Question

If \[2{{x}^{3}}+a{{x}^{2}}+bx-6\] has \[\left( x-1 \right)\] as a factor and leaves remainder 2 when divided by \[\left( x-2 \right)\], find the value of a and b respectively.
(a) -8, 12
(b) 8, 12
(c) -4, 10
(d) 1, -10

Answer 1

Hint: Use the fact that if f (x) is a polynomial and is divided by \[x-\alpha \] then \[f\left( \alpha \right)\] is its remainder.

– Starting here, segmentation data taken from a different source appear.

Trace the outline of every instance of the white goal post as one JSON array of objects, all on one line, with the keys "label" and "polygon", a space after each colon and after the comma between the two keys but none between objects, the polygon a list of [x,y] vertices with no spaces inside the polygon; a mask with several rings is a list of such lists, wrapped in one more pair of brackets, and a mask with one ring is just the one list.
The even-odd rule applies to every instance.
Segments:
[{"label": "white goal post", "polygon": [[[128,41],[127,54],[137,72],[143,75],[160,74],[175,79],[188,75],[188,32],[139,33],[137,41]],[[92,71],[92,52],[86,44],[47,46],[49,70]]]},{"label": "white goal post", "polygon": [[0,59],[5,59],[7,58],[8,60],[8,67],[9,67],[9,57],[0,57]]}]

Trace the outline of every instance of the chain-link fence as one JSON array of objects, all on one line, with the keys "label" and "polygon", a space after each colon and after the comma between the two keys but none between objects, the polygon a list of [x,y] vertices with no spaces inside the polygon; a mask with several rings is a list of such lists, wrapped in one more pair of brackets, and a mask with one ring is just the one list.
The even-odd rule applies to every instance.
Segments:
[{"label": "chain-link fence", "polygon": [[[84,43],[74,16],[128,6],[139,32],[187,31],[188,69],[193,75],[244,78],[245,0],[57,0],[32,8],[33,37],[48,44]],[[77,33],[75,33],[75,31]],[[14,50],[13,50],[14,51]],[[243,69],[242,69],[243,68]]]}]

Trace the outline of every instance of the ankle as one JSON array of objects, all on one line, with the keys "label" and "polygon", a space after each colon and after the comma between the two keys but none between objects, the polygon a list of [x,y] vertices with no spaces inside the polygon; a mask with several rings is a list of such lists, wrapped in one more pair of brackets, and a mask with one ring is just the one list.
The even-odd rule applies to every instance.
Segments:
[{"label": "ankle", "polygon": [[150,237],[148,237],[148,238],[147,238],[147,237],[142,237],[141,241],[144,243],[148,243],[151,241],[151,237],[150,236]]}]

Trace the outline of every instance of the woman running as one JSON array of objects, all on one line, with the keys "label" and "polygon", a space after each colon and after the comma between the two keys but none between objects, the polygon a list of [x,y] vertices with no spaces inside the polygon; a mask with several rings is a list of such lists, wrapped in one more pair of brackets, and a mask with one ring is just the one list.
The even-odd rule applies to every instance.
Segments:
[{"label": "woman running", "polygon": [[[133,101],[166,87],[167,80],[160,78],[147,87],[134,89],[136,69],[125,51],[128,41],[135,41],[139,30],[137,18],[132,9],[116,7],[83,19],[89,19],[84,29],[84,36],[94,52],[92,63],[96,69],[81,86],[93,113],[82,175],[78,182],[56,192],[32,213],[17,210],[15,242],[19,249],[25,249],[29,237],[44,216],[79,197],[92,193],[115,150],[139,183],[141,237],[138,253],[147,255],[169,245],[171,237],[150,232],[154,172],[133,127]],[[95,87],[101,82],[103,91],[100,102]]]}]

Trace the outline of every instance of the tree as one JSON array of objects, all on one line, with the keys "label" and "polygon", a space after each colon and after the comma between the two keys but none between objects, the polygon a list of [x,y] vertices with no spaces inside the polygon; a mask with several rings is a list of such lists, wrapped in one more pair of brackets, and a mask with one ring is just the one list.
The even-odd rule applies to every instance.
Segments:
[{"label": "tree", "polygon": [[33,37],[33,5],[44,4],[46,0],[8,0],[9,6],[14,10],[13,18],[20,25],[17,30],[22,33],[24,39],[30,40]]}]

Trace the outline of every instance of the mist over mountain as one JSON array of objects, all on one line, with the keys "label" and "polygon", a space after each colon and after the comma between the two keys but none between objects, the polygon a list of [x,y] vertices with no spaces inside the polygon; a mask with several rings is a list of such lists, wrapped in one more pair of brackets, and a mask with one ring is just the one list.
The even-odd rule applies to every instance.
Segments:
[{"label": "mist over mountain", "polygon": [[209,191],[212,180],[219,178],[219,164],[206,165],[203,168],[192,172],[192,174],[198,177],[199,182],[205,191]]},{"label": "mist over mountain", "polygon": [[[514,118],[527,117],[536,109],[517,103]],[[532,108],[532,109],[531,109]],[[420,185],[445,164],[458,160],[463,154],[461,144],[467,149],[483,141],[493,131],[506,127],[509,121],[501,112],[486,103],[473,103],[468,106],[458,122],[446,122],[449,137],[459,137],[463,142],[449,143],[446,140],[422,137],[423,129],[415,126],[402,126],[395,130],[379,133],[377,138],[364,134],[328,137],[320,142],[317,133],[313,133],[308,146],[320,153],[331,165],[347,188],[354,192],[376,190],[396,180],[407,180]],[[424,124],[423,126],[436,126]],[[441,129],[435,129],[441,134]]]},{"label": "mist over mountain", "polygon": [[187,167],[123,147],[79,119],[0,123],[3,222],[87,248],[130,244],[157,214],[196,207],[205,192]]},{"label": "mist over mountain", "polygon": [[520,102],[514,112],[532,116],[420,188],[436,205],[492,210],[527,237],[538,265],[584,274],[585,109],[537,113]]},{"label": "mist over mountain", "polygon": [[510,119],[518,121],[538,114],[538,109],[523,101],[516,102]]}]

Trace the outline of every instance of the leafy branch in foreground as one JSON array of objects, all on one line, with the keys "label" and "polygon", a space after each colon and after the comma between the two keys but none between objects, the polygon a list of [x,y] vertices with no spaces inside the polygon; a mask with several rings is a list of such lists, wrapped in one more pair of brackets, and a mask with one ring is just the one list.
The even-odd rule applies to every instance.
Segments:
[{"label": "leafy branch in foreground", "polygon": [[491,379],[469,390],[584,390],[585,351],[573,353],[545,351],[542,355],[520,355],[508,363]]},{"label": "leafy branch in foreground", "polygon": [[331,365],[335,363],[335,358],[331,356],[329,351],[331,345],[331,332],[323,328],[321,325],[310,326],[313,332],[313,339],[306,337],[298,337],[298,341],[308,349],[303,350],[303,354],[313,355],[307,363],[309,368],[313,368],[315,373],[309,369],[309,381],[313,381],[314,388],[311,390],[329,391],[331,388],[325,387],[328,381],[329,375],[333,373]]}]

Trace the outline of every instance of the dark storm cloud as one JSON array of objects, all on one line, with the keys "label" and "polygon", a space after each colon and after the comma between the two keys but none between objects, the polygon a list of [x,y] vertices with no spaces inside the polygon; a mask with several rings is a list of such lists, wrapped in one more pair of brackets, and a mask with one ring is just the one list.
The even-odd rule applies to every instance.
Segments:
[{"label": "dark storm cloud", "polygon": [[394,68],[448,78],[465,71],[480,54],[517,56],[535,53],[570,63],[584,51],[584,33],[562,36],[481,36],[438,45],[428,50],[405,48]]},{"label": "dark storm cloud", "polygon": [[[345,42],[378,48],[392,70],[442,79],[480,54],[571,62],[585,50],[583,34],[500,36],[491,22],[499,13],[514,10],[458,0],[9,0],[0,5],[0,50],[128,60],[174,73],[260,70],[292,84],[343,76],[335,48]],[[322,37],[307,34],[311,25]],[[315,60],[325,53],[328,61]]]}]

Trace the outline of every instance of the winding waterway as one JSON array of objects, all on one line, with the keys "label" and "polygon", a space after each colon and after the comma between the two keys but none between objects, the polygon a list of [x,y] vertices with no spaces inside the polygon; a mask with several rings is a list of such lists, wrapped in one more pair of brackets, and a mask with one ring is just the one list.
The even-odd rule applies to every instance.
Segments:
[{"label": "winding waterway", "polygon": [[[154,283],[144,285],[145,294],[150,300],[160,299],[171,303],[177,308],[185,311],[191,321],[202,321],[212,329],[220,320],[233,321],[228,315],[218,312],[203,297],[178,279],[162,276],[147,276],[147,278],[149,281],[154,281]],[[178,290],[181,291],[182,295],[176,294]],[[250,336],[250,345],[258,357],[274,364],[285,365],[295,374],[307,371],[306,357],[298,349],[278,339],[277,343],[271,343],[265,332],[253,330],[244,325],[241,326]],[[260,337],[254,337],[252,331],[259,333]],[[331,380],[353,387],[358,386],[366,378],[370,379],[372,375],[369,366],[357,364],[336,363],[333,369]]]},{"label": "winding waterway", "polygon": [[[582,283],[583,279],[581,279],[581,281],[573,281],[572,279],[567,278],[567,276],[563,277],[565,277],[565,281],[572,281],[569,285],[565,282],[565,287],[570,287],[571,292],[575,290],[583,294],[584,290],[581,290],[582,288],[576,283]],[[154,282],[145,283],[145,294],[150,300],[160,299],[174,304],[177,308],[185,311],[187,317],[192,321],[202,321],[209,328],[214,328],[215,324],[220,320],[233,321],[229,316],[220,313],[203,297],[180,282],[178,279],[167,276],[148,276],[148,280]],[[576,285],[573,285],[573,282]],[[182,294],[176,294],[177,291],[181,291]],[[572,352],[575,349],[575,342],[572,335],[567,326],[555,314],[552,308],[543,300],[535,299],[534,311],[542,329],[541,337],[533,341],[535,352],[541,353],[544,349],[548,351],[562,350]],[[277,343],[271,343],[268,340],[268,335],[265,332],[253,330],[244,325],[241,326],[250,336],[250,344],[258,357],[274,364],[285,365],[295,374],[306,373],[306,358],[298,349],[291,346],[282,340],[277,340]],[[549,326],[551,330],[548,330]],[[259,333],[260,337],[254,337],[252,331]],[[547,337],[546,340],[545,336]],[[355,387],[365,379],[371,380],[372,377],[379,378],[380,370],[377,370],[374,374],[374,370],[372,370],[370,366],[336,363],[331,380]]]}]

So find f (1), f (2) and then equate it with 0, 2 and then solve the equations simultaneously for a, b.

Complete step-by-step answer:
In the question we are given an expression of polynomial \[2{{x}^{3}}+a{{x}^{2}}+bx-6\]. We are also told that \[\left( x-1 \right)\] is a factor of the expression and if divided by \[\left( x-2 \right)\] we get remainder 2. Now we have to find a, b.
There is a property of polynomials which I want to provide before proceeding.
If the polynomial is represented by f (x) and if it is divided by \[x-\alpha \] then it’s remainder will be \[f\left( \alpha \right)\].
Here the polynomial is given as, \[2{{x}^{3}}+a{{x}^{2}}+bx-6\] and it is represented as f (x) and as it is divided by x – 1 and leaves remainder 0. So we can write it as
\[\begin{align}
  & \Rightarrow f\left( x \right)=2{{x}^{3}}+a{{x}^{2}}+bx-6 \\
 & \Rightarrow f\left( 1 \right)=2{{\left( 1 \right)}^{3}}+a{{\left( 1 \right)}^{2}}+b\left( 1 \right)-6 \\
 & \Rightarrow f\left( 1 \right)=2+a+b-6 \\
 & \Rightarrow f\left( 1 \right)=a+b-4 \\
\end{align}\]
We know that f (1) is 0 so we get,
\[\Rightarrow a+b-4=0\]
Or, \[a+b=4\] - (i)
Now if the same polynomial is taken f (x) and is divided by x – 2, here it leaves reainder 2 so we can write it as,
\[\begin{align}
  & \Rightarrow f\left( 2 \right)=2{{\left( 2 \right)}^{3}}+a{{\left( 2 \right)}^{2}}+b\left( 2 \right)-6 \\
 & \Rightarrow f\left( 2 \right)=16+4a+2b-6 \\
 & \Rightarrow f\left( 2 \right)=4a+2b+10 \\
\end{align}\]
We know that f (2) is equal to 2 so we get,
\[\Rightarrow 4a+2b+10=2\]
Or, \[4a+2b=-8\]
Or, \[2a+b=-4\] - (ii)
Now subtracting equation (i) from equation (ii) we get,
\[\Rightarrow \left( 2a+b \right)-\left( a+b \right)=-4-4\]
Or, a = - 8
So we get the value of a is -8.
Let substitute a = - 8 in equation (i) so we get,
\[\Rightarrow -8+b=4\]
Or, b = 12
Hence the values of a and b are -8 and 12 respectively. So the correct answer is (a).

Note: In the question after finding a, b they can also verify them by putting a, b back in the expression. Then divide \[\left( x-1 \right)\] and \[\left( x-2 \right)\] individually to find remainder which are 0 and 2 respectively or not.